É claro que, em alguns aspectos, o livro de Simone de Beauvoir pode parecer um pouco datado aos olhos das leitoras deste século 21. A autora escreve tendo em mente o público formado por mulheres como ela própria – brancas, bem educadas, provenientes de famílias burguesas e, ao final dos anos 40 do século passado, ainda ensaiando o movimento de romper as barreiras da vida doméstica para ingressar no mercado de trabalho.
“Reconhecer um ser humano na mulher não é empobrecer a experiência do homem: esta nada perderia de sua diversidade, de sua riqueza, de sua intensidade, se se assumisse em sua intersubjetividade Trecho de O Segundo Sexo, vol. 1”
No entanto, na tarefa que se propõe de refletir sobre a condição feminina – e é importante frisar aqui, arendtianamente, a expressão “condição feminina” e não “essência feminina”, porque nós não somos seres imutáveis, mas sim condicionados por fatores históricos, políticos, psicológicos, sociais, econômicos, culturais, biológicos –, o clássico de Beauvoir revela todo o seu vigor e a sua atualidade ao conduzir-nos a um exercício de autocompreensão. Porque a leitura de O Segundo Sexo nos motiva, antes de tudo, a indagar-nos sobre nossa existência como mulheres singulares e também inseridas numa coletividade e sobre qual é o nosso lugar no mundo.
O que é uma mulher?, pergunta Simone de Beauvoir. Uma mulher não é só uma anatomia de fêmea, um ser prisioneiro de um corpo que por vezes lhe é penosamente opaco e misterioso, um corpo que menstrua, que muda repentinamente seus humores, que carrega o fardo da gravidez. Uma mulher também não se define por uma falta – a ausência do pênis, causa inata do que seria seu suposto complexo de inferioridade. “A menina não inveja o falo a não ser como símbolo dos privilégios concedidos aos meninos”, contrapõe Beauvoir.
“A mulher não é vítima de nenhuma misteriosa fatalidade; as singularidades que a especificam extraem sua importância da significação que elas revestem; elas podem ser superadas desde que se abram novas perspectivas Trecho de O Segundo Sexo, vol. 2”

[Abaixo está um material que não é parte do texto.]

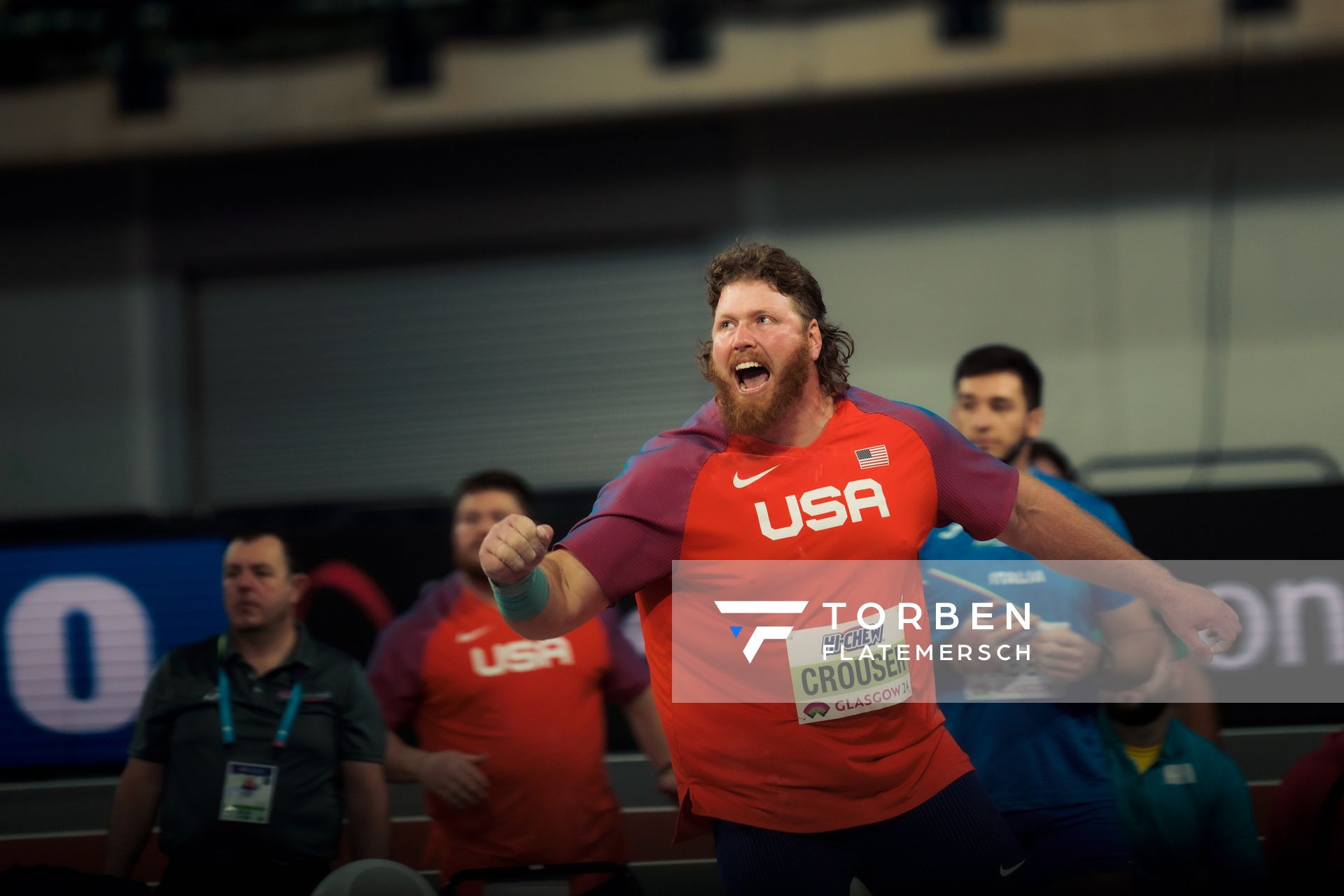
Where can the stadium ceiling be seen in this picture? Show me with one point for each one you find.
(46, 41)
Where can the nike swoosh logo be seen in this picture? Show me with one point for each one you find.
(741, 484)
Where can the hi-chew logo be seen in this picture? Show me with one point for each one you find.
(851, 640)
(761, 633)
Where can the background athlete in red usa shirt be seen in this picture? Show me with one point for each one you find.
(913, 812)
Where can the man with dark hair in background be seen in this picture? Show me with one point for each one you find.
(1031, 731)
(254, 742)
(511, 734)
(878, 792)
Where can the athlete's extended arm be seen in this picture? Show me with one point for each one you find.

Uma mulher é ainda dispor de um jeito singular, e múltiplo, de alcançar o prazer sexual – uma voluptuosidade que não se concentra em um ponto em particular, mas se irradia pelo corpo.
Uma mulher é e não é todas essas facetas, porém não se reduz a elas, porque uma mulher não é simplesmente uma criação da natureza – aliás, na coletividade humana, nada é natural. Como o homem, a mulher é um produto elaborado pela civilização humana.
Daí o sentido da famosa frase de Simone – infelizmente tão mal compreendida – que abre o primeiro capítulo do segundo tomo de seu tratado: “Não se nasce mulher: torna-se”. Nascemos fêmeas, mas tornamo-nos mulheres porque não somos prisioneiras de destino algum. Nossa condição feminina é, sim, fruto daquelas condicionantes já citadas – históricas, sociais, políticas, econômicas etc. Não somos, porém, determinadas fatalisticamente por elas nem por nossos hormônios – como diz Beauvoir, o fato de ter ovários não significa que devemos viver eternamente de joelhos.
Se há algo que caracteriza a condição feminina, portanto, é a sua indeterminação. Ser mulher, então, significa que podemos sempre nos reinventar. É este o desafio que Simone de Beauvoir nos propõe. Um convite à liberdade – e a assumir as responsabilidades que a experiência de ser livre acarreta.